Several studies have shown that SGLT-2i can reduce the serum levels of total cholesterol and triglyceride [40, 41]. However, whether SGLT-2i treatment can reduce the serum levels of HDL and LDL cholesterol remains controversial. Cha et al. conducted an observational study to compare the effects of SGLT-2i and dipeptidyl-peptidase IV inhibitors in patients with DM treated with metformin or sulfonylurea. The study found that after using SGLT-2i as add-on therapy, there was a significant increase in LDL cholesterol levels compared to the effects of dipeptidyl-peptidase IV inhibitors [42]. In a randomized controlled trial conducted on diabetic patients, Schernthaner et al. found that canagliflozin treatment significantly increased serum LDL cholesterol levels compared to sitagliptin [43]. However, studies have yet to be conducted to investigate the effect of SGLT-2i on high-risk lipid profiles, mainly oxidative LDL. The inconsistent results among studies investigating the impact of SGLT-2i on the lipid profile, including those reported herein, may be due to differences in the characteristics of study participants rather than the different drugs used [44].

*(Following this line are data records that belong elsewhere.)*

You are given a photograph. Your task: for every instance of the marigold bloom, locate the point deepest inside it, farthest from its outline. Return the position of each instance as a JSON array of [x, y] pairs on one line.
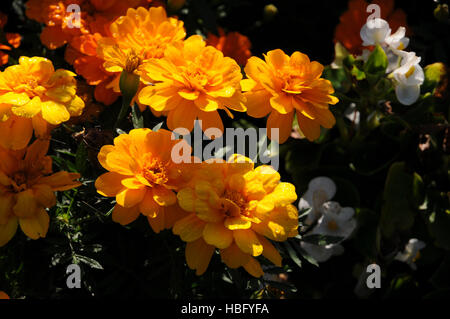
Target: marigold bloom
[[34, 95], [192, 81], [136, 37], [235, 207], [13, 40], [27, 188], [352, 20], [3, 295], [95, 19], [232, 44], [281, 85], [142, 177]]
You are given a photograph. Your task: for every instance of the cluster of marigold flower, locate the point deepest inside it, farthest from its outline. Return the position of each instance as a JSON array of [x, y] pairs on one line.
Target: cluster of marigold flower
[[226, 205]]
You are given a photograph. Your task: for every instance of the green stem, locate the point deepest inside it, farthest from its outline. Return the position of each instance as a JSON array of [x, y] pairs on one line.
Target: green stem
[[126, 101]]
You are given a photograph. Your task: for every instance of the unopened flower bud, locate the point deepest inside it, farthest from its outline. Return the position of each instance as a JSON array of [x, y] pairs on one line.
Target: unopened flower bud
[[270, 11]]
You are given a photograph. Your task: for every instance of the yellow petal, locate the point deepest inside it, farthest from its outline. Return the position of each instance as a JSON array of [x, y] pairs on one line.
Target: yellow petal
[[233, 223], [217, 235], [29, 109], [54, 113], [233, 257], [270, 252], [123, 215], [164, 196], [186, 199], [189, 228], [157, 223], [148, 206], [248, 242]]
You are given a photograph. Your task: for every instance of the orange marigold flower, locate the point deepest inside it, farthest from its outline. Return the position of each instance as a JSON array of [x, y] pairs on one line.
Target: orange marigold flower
[[236, 208], [136, 37], [27, 188], [142, 177], [232, 44], [192, 81], [96, 17], [352, 20], [13, 40], [3, 295], [34, 95], [283, 84]]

In our study, we follow the effect of SGLT-2i on PCR with positive results. In the literature are studies about the impact of SGLT-2i on inflammatory markers (IL-6, CRP, TNF-α, and MCP-1) in animal models, with positive effects [45].

Our study also obtained positive effects of SGLT-2i on NT-proBNP. The effect of SGLT-2i on NT-proBNP is controversial in the literature. Some studies have reported favorable outcomes [46, 47], while others have shown harmful or no effects [48, 49]. In the EMPEROR-Reduced Trial, treatment with empagliflozin lowered NT-proBNP concentrations [50].

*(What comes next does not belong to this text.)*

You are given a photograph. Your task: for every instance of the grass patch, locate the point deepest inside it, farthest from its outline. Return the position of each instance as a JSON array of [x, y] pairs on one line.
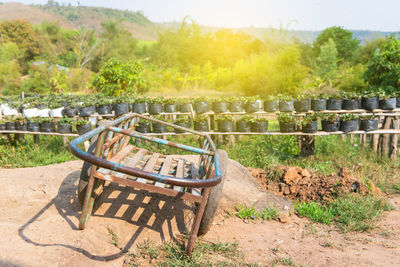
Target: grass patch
[[350, 213], [250, 213]]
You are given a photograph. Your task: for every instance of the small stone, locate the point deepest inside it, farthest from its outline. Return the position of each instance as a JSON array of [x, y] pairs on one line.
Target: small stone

Since studies have shown a reduction in the risk of hospitalization for HF in type 2 DM patients treated with SGLT2i, they should be included in the first stage of HF treatment [51].

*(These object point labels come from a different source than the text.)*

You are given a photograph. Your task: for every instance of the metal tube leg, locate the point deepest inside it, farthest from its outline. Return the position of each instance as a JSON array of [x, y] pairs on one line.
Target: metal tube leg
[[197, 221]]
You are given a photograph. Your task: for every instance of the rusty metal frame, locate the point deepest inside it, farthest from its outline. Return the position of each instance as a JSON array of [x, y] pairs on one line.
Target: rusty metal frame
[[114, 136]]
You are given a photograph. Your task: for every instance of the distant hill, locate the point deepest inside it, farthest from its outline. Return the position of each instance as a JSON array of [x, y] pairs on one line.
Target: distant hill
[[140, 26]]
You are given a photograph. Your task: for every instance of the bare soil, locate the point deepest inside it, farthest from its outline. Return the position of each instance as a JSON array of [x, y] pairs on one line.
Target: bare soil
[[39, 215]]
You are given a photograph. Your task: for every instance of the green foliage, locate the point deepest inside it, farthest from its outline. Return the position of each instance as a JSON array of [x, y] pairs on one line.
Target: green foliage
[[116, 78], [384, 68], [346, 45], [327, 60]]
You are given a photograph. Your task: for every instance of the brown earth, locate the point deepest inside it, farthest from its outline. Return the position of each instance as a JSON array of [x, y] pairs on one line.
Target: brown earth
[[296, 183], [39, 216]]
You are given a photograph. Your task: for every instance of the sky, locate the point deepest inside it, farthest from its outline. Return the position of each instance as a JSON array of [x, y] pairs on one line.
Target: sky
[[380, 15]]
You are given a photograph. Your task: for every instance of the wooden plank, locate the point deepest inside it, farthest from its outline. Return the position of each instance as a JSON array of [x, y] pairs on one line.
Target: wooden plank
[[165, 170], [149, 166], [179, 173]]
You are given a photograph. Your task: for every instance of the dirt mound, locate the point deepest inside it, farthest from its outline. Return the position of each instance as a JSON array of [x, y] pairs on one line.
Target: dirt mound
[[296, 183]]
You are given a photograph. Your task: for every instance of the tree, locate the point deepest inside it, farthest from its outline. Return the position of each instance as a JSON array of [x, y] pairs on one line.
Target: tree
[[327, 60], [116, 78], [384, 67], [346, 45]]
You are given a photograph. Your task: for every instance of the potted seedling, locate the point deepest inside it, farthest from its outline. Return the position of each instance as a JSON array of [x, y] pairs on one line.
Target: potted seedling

A series of experimental studies have proven that SGLT2i have antioxidant and anti-inflammatory effects, at the macro- and microvascular level, including at the level of the coronary microvascular endothelium [52]. Thus, the beneficial effects of SGLT2i on the endothelial function whose alteration determines the appearance of atherosclerosis and cardiovascular damage over time have been proven [53].

A limitation of this study is the small sample size; however, all the patients with T2DM were volunteers, and their computer literacy and internet competence conditioned their participation in the study. The strengths of our study include the novelty of the study design, being the first study to study the impact of SGLT-2i on modifiable cardiovascular risk factors in Romanian patients with T2DM.

Conclusions

In conclusion, treatment with SGLT-2i in patients with T2DM has beneficial effects on modifiable cardiovascular risk factors. The prevalence of T2DM is increasing, and individuals with this condition have a higher risk of develo** CVD. To manage patients who have established CVD or are at high risk of CV disease, SGLT-2i is a novel and important therapeutic option for clinicians. Considering their consistent benefits in preventing heart failure hospitalization and cardiovascular disease, SGLT-2i should be included early in the treatment plan for patients with multiple risk factors or established CVD. The ongoing studies on the mechanisms and outcomes of SGLT-2i in patients with HF and CKD will help determine its cardiorenal protective role beyond glucose lowering.